Quiconque voudra lire, avec autant de déſintéreſſement que d’atention, l’hiſtoire de toutes ces révolutions, & prendre la balance en main pour peſer le pour & le contre, ne poura diſconvenir, que le portrait, que l’Histoire fait des Liégeois, n’eſt point reſſemblant.

Henri de Gueldres, ſous le regne duquel ſe formérent les premiers troubles, ou pour parler plus juſte, forma le premier pas vers la liberté, deshonora l’Épiſcopat, & le rang de Prince temporel annexé à ſon Siége, par une infinité d’actions infames, indignes, non ſeulement d’un Prince, mais du dernier des Sujets ; il ſe vit après un Regne de vingt-quatre ans forcé, pour éviter les peines atachées à une dépoſition juridique, à ſe dépoſer lui-même dans le Concile général tenu à Lion l’an mil deux cent ſoixante-quatorze par le Pape Grégoire X., qui avoit été tiré du Chapitre de Liége, pour être placé ſur la Chaire de S. Pierre.

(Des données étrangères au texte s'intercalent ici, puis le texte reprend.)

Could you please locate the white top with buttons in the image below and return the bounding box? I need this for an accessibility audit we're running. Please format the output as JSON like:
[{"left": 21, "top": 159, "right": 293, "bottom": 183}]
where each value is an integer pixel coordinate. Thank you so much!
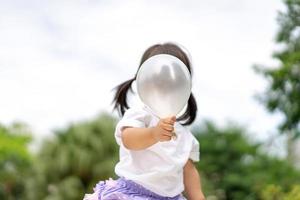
[{"left": 115, "top": 106, "right": 200, "bottom": 197}]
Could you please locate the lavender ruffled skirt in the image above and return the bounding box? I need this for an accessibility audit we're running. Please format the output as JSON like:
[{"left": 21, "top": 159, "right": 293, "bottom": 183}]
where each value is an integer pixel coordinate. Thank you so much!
[{"left": 83, "top": 177, "right": 186, "bottom": 200}]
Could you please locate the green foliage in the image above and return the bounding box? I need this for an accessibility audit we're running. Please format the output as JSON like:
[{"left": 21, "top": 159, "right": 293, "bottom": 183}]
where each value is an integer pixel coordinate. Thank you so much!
[
  {"left": 193, "top": 122, "right": 300, "bottom": 200},
  {"left": 26, "top": 114, "right": 118, "bottom": 200},
  {"left": 0, "top": 123, "right": 31, "bottom": 199},
  {"left": 261, "top": 184, "right": 300, "bottom": 200},
  {"left": 255, "top": 0, "right": 300, "bottom": 137}
]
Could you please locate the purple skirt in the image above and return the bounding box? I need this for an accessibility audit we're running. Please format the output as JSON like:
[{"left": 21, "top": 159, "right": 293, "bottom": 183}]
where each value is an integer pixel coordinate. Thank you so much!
[{"left": 83, "top": 177, "right": 186, "bottom": 200}]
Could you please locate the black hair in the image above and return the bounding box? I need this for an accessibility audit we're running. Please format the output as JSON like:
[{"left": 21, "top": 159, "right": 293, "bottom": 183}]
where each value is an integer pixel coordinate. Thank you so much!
[{"left": 112, "top": 43, "right": 197, "bottom": 125}]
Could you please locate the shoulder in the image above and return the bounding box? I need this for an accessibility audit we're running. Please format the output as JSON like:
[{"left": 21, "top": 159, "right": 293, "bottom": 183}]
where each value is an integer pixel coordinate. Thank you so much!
[{"left": 123, "top": 107, "right": 148, "bottom": 118}]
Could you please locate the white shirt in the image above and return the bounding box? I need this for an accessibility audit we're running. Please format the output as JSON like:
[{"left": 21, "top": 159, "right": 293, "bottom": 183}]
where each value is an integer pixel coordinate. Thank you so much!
[{"left": 115, "top": 106, "right": 199, "bottom": 197}]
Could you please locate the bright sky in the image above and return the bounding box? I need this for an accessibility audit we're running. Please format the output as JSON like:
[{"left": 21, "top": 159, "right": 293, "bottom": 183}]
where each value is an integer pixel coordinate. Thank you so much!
[{"left": 0, "top": 0, "right": 284, "bottom": 152}]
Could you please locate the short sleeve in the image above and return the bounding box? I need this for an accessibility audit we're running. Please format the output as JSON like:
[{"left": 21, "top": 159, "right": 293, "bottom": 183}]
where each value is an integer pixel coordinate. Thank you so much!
[
  {"left": 189, "top": 135, "right": 200, "bottom": 162},
  {"left": 115, "top": 108, "right": 146, "bottom": 145}
]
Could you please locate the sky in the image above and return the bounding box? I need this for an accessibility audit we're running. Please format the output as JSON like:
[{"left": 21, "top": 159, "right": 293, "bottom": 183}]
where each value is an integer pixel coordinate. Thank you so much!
[{"left": 0, "top": 0, "right": 284, "bottom": 153}]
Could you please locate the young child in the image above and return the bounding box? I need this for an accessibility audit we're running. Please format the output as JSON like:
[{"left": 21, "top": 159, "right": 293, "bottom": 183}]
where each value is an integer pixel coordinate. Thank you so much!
[{"left": 84, "top": 43, "right": 204, "bottom": 200}]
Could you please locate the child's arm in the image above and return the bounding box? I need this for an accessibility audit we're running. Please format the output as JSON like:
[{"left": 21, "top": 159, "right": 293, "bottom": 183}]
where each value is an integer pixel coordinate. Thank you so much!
[
  {"left": 121, "top": 117, "right": 176, "bottom": 150},
  {"left": 183, "top": 159, "right": 205, "bottom": 200}
]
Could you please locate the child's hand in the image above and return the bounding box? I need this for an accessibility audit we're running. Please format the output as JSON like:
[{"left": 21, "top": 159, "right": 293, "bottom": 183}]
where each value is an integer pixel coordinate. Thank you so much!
[{"left": 152, "top": 116, "right": 176, "bottom": 141}]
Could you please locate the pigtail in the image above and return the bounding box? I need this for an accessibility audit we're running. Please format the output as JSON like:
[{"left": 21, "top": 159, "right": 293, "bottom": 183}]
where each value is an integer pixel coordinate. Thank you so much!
[
  {"left": 177, "top": 93, "right": 197, "bottom": 125},
  {"left": 112, "top": 78, "right": 135, "bottom": 116}
]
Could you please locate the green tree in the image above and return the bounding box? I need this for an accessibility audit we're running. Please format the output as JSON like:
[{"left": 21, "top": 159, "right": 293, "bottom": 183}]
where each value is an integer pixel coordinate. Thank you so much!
[
  {"left": 0, "top": 123, "right": 31, "bottom": 200},
  {"left": 26, "top": 114, "right": 118, "bottom": 200},
  {"left": 193, "top": 122, "right": 300, "bottom": 200},
  {"left": 254, "top": 0, "right": 300, "bottom": 142}
]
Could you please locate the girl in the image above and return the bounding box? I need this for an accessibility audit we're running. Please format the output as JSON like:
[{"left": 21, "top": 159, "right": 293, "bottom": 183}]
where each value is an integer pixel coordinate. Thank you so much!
[{"left": 84, "top": 43, "right": 204, "bottom": 200}]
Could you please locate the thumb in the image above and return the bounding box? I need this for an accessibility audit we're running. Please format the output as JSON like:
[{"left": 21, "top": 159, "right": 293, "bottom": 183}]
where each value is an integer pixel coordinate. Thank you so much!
[{"left": 171, "top": 116, "right": 176, "bottom": 122}]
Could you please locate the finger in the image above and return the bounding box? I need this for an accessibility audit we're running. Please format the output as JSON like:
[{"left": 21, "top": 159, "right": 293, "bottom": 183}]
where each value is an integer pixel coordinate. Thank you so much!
[
  {"left": 162, "top": 136, "right": 172, "bottom": 141},
  {"left": 163, "top": 132, "right": 173, "bottom": 137},
  {"left": 163, "top": 116, "right": 176, "bottom": 125},
  {"left": 163, "top": 124, "right": 174, "bottom": 131}
]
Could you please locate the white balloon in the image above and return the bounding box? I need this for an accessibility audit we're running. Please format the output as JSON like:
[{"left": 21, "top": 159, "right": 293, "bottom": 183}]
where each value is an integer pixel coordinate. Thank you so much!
[{"left": 136, "top": 54, "right": 192, "bottom": 118}]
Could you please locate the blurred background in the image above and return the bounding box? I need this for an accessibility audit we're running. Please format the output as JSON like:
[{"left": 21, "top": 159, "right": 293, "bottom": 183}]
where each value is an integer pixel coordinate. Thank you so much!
[{"left": 0, "top": 0, "right": 300, "bottom": 200}]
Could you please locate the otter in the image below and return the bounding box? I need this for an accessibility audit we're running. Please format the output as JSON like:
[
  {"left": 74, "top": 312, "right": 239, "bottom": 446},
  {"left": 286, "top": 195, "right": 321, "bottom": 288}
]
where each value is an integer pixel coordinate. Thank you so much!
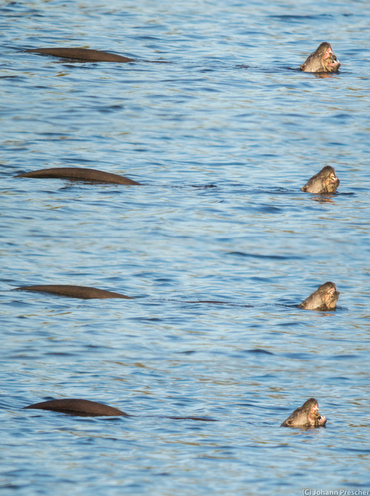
[
  {"left": 301, "top": 165, "right": 340, "bottom": 195},
  {"left": 22, "top": 398, "right": 217, "bottom": 422},
  {"left": 15, "top": 284, "right": 133, "bottom": 300},
  {"left": 15, "top": 167, "right": 140, "bottom": 185},
  {"left": 298, "top": 282, "right": 340, "bottom": 311},
  {"left": 280, "top": 398, "right": 326, "bottom": 429},
  {"left": 300, "top": 41, "right": 340, "bottom": 72},
  {"left": 22, "top": 399, "right": 130, "bottom": 417},
  {"left": 27, "top": 48, "right": 134, "bottom": 63}
]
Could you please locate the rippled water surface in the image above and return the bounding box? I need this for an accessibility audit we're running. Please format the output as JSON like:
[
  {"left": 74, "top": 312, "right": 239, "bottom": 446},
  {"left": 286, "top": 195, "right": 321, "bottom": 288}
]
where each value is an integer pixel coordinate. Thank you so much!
[{"left": 0, "top": 0, "right": 370, "bottom": 496}]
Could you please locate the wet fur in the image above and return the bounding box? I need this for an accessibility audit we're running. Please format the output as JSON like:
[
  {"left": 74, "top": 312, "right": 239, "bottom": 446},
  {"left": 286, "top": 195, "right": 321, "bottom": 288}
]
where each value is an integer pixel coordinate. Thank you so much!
[
  {"left": 299, "top": 282, "right": 340, "bottom": 311},
  {"left": 280, "top": 398, "right": 326, "bottom": 429},
  {"left": 300, "top": 41, "right": 340, "bottom": 72},
  {"left": 301, "top": 165, "right": 340, "bottom": 194}
]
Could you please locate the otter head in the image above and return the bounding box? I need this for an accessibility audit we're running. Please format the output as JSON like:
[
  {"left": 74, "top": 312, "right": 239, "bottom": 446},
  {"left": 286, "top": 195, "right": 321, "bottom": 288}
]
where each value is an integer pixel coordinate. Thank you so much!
[
  {"left": 280, "top": 398, "right": 326, "bottom": 429},
  {"left": 317, "top": 42, "right": 340, "bottom": 72},
  {"left": 301, "top": 165, "right": 340, "bottom": 194},
  {"left": 300, "top": 41, "right": 340, "bottom": 72},
  {"left": 299, "top": 282, "right": 340, "bottom": 311}
]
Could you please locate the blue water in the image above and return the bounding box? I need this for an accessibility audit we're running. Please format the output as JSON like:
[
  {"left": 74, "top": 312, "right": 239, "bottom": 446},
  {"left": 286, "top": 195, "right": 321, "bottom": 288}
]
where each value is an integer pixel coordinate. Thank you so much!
[{"left": 0, "top": 0, "right": 370, "bottom": 496}]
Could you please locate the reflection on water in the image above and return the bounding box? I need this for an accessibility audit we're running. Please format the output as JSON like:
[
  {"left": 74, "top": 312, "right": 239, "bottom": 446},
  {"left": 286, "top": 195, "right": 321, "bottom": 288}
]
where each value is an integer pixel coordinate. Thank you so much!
[{"left": 0, "top": 0, "right": 370, "bottom": 495}]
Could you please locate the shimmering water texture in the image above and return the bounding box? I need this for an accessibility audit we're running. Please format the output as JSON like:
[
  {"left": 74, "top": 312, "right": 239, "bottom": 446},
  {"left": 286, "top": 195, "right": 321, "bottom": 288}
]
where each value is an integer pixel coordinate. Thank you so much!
[{"left": 0, "top": 0, "right": 370, "bottom": 496}]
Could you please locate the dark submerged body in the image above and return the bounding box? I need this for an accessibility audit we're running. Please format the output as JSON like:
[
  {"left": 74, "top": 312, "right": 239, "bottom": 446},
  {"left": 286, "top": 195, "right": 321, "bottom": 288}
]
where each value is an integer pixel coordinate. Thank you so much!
[
  {"left": 301, "top": 165, "right": 340, "bottom": 194},
  {"left": 280, "top": 398, "right": 326, "bottom": 429},
  {"left": 16, "top": 284, "right": 132, "bottom": 300},
  {"left": 27, "top": 48, "right": 134, "bottom": 63},
  {"left": 23, "top": 398, "right": 216, "bottom": 422},
  {"left": 15, "top": 167, "right": 140, "bottom": 185}
]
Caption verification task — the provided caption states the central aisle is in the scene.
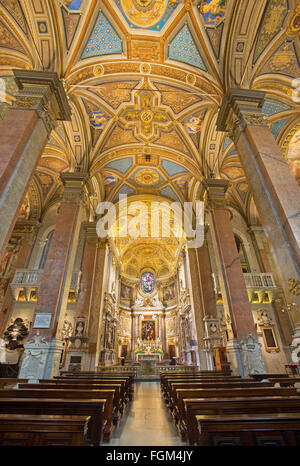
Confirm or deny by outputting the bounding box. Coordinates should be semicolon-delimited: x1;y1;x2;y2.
105;381;186;446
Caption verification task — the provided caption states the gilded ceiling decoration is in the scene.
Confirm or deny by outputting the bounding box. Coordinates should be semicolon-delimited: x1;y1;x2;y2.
253;0;289;63
113;0;179;31
0;21;26;54
0;0;300;229
258;39;300;77
0;0;28;34
61;5;81;50
169;24;207;71
81;12;123;59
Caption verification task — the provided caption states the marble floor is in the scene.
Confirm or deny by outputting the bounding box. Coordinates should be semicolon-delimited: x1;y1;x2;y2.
104;381;186;446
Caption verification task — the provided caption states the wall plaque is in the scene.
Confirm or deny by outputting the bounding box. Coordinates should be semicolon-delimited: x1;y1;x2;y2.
33;313;52;328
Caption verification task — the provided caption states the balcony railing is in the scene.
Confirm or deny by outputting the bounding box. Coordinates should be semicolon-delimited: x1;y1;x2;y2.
212;273;276;303
10;269;81;302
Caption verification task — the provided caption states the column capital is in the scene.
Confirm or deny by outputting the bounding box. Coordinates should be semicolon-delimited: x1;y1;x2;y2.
202;178;229;209
12;220;41;244
83;222;99;246
60;172;89;202
12;70;71;134
217;89;267;142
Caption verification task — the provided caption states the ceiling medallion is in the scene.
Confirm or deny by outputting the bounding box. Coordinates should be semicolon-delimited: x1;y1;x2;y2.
135;168;159;186
140;63;151;73
121;0;168;28
133;0;155;8
93;65;104;76
140;110;153;124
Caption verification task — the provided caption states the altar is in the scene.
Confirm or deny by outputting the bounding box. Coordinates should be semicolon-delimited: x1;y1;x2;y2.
136;353;162;362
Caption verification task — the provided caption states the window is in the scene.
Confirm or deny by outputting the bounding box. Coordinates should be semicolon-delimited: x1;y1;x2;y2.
39;230;54;269
142;272;154;294
261;327;279;352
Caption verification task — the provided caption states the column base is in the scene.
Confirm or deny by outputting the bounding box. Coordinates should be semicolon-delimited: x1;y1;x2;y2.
197;348;215;371
226;333;266;378
19;335;63;383
290;322;300;364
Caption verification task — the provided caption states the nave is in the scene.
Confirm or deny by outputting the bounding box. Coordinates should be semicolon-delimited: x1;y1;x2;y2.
0;366;300;448
103;380;186;446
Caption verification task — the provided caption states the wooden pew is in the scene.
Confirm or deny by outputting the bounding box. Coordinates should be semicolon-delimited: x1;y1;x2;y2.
0;384;114;440
250;372;288;381
18;384;120;437
196;413;300;446
166;379;273;411
48;378;129;414
181;396;300;445
0;398;106;446
0;378;28;389
53;376;133;404
160;375;241;394
172;387;299;432
35;379;127;414
0;414;90;447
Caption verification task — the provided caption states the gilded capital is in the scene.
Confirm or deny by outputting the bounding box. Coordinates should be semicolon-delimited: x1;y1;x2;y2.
60;172;89;202
217;89;267;142
83;222;99;246
202;178;229;209
13;70;71;134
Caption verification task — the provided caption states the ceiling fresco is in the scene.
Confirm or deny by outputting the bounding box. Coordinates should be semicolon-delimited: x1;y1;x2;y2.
0;0;300;273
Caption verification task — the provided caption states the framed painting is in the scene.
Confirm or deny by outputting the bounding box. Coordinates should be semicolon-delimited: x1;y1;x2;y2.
141;320;156;341
120;283;132;301
163;283;176;301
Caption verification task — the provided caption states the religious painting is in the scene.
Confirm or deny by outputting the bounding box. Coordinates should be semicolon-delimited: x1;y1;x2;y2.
200;0;227;27
185;116;202;133
89;112;106;129
287;129;300;180
163;283;176;301
261;327;279;352
142;272;154;294
74;317;86;338
120;283;132;301
141;320;156;341
4;317;29;350
18;195;30;220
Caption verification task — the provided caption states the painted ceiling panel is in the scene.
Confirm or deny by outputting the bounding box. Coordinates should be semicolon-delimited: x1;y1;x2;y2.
162;160;187;176
104;158;133;174
81;12;123;59
253;0;289;63
114;0;178;31
169;24;207;71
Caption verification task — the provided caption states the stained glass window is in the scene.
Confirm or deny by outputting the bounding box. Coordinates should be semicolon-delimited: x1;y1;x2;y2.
142;272;154;294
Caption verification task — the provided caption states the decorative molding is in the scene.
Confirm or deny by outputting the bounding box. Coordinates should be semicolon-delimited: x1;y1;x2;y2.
12;70;71;135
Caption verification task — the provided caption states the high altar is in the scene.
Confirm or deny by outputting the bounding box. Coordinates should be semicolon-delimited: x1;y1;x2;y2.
132;288;165;362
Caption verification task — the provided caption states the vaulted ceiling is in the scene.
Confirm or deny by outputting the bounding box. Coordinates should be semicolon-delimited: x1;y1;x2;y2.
0;0;300;224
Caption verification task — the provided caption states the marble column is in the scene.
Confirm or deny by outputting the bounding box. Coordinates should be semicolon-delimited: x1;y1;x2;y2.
217;89;300;312
0;220;40;335
197;237;223;370
202;179;265;377
19;173;88;379
0;70;70;258
87;238;109;371
184;248;205;370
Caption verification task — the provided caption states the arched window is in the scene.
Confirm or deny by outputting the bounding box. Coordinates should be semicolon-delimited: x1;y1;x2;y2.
142;272;154;294
39;230;54;269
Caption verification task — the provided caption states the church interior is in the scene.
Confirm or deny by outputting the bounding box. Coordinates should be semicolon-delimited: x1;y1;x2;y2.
0;0;300;446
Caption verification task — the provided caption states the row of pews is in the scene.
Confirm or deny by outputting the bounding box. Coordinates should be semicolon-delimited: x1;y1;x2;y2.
160;370;300;446
0;371;135;446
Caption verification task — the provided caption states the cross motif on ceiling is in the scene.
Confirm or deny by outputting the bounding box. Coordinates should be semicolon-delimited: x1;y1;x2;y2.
120;81;172;141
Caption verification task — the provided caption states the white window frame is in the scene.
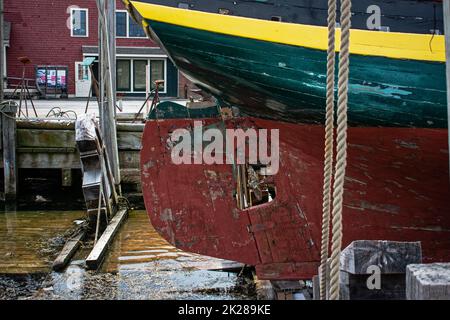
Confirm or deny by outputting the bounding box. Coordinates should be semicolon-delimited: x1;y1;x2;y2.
117;57;167;94
70;8;89;38
116;10;130;39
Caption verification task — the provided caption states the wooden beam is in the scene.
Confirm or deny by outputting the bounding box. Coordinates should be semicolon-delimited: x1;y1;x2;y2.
86;209;128;270
443;0;450;174
61;168;72;187
52;230;87;271
1;104;17;201
17;129;76;148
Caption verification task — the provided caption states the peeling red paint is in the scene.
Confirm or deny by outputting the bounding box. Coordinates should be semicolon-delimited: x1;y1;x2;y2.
141;118;450;279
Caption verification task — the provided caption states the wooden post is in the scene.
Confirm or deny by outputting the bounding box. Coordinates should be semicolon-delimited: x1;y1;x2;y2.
1;104;17;201
97;0;121;190
61;168;72;187
444;0;450;172
0;0;5;102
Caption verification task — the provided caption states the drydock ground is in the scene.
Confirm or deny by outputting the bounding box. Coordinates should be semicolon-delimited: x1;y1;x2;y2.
0;210;256;300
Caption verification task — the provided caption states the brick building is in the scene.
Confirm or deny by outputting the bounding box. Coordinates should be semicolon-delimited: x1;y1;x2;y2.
4;0;192;97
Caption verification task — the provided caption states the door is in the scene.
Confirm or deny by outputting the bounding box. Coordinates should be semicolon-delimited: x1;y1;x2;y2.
75;62;92;98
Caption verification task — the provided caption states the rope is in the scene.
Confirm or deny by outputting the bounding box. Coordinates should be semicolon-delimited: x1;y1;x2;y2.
320;0;336;300
330;0;352;300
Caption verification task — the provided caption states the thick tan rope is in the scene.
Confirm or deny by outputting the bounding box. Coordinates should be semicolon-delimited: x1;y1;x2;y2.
330;0;352;300
320;0;336;300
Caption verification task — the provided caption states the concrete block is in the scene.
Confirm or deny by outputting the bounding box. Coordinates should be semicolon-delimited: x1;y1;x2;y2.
341;240;422;275
406;263;450;300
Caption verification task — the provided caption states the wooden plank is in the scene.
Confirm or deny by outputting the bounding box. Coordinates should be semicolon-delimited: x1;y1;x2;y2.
17;129;76;148
116;113;144;122
117;132;142;151
86;209;128;270
18;153;81;169
17;148;77;153
117;123;145;132
119;151;141;169
120;169;141;184
52;230;87;271
61;168;72;187
0;150;140;169
17;118;75;130
1;105;18;200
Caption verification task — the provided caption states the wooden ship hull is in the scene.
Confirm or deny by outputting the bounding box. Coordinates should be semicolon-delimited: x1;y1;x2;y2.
125;1;450;279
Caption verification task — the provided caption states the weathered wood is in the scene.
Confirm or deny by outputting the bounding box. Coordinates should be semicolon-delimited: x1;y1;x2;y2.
120;169;141;184
17;129;76;148
52;230;87;271
117;113;144;122
97;0;121;185
253;273;277;300
86;209;128;270
1;104;18;201
406;263;450;300
443;0;450;172
16;118;75;130
18;152;81;169
117;123;145;134
117;132;142;151
61;168;72;187
0;0;5;103
119;151;141;169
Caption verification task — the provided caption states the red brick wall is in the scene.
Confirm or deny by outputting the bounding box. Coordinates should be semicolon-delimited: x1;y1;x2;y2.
4;0;160;94
178;72;199;99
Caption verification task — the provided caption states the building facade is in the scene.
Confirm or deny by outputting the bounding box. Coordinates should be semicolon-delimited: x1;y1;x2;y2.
4;0;192;97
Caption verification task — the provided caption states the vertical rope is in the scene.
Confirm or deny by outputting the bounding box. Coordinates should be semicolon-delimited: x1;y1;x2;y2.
320;0;336;300
330;0;352;300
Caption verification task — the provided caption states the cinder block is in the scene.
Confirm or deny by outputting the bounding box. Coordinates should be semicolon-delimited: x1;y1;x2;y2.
341;240;422;274
406;263;450;300
340;240;422;300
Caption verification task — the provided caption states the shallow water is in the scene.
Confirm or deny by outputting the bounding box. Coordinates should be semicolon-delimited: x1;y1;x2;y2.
0;211;255;299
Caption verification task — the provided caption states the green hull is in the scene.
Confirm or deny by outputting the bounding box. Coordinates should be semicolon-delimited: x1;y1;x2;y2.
147;21;447;128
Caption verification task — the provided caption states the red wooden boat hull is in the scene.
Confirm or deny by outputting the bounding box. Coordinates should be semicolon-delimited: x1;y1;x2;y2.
141;118;450;280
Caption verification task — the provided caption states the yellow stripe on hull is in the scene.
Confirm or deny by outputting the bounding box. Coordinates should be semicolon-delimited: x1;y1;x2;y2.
130;1;445;62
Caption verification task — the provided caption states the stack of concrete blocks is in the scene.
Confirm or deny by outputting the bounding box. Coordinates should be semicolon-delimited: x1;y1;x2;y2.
406;263;450;300
314;240;422;300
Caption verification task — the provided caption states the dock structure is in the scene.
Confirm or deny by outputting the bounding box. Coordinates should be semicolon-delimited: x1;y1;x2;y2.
0;117;144;200
0;103;18;201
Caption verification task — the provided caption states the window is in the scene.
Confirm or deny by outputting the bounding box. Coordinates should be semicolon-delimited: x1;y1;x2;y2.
150;60;165;91
70;9;89;37
116;60;131;91
117;58;167;93
133;60;148;92
116;11;128;38
128;18;146;38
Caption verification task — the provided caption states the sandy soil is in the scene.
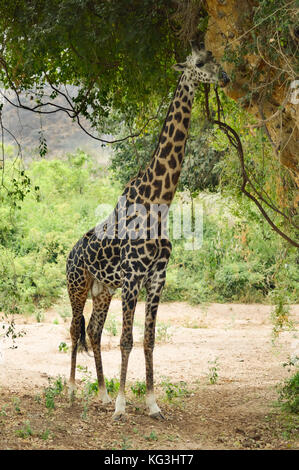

Cette légére ébauche de l’afreux Tableau de ſa vie ſcandaleuſe, tracé par le souverain Pontife, dont je viens de parler,[1] ſufit pour perſuader que Henri de Gueldres, ou ſes Oficiers, fournirent à ſes Sujets plus d’un motif capable de les déterminer à ſecoüer le joug de la tiranie ; qu’ils n’en formérent la réſolution, & ne l’exécutérent, qu’après avoir inutilement tenté toutes les autres voies, que des Sujets fidéles & ſoumis, doivent prendre à l’égard d’un Prince, qui leur a été donné de la main de Dieu.

La réforme, que Ferdinand de Baviére affectoit de vouloir mettre dans l’élection des Magistrats, ne fut point ce qui indiſpoſa le plus le Peuple contre ce Prince. La grande dépenſe, à laquelle ſa haute Naissance l’aſſujétiſſoit, l’obligation, que lui impoſoit ſa Dignité d’Électeur de Cologne de ſe trouver aux Diétes de l’Empire, qui étoient alors très-fréquentes, & d’y paroître avec ſplendeur, le mettoient dans la néceſſité de demander três-ſouvent à ſes Sujets du Païs de Liége, des Dons gratuits fort considérables, & qui étoient au-delà des forces de l’État.

Non content de ceux qui lui étoient acordés, il faiſoit

  1. Dans une lettre raportée par Chapeauville, en la vie de cet Évêque.